To get Hasan to Saudi Arabia, the agent in Dhaka demanded a fee equivalent to about $5,900, plus $240 to obtain the Bangladeshi passport – about five times the normal charge. Two weeks later the agent escorted his group of eight Myanmar citizens to Dhaka’s Shahjalal International Airport.

“He handed us all our passports and tickets and left without a word,” Hasan says.

‘These ID cards are useless’

Hasan says he has contacted the agent’s partner many times in the two years he has been in Saudi Arabia and asked for his passport. At first he was told it would be returned. But now “he tells me to stop calling,” Hasan says. “He tells me that his job was only to get me [to Saudi Arabia]. I want to be legal here. Where do I go? I belong to no country.”

According to a human rights activist based in Saudi Arabia working for Rohingya rights in the kingdom, “thousands of Rohingya got blacklisted for not working under Saudi sponsors’ low-salary policy.”

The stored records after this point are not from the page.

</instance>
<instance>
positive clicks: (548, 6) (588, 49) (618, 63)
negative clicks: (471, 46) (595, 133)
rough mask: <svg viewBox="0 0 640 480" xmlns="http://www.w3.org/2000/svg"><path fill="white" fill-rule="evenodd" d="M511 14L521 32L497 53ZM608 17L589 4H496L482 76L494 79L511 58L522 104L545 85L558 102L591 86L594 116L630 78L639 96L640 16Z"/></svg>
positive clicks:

As the activist puts it, “Now these ID cards are useless and the men are just sitting at home. Their wives and daughters have to work to earn a livelihood instead of the men. More than 150,000 of these Rohingya have no passports and can’t travel.”

The UN refugee agency, the UNHCR, estimates that over 600,000 Rohingya have fled Myanmar since August. Statelessness, which can deprive someone of a normal life and hope for the future, remains a problem.

Some 10 percent of the world’s stateless people live in Myanmar, and the Muslims in Rakhine are the largest stateless community in the world, the UNCHR said in a report on Rakhine published in August.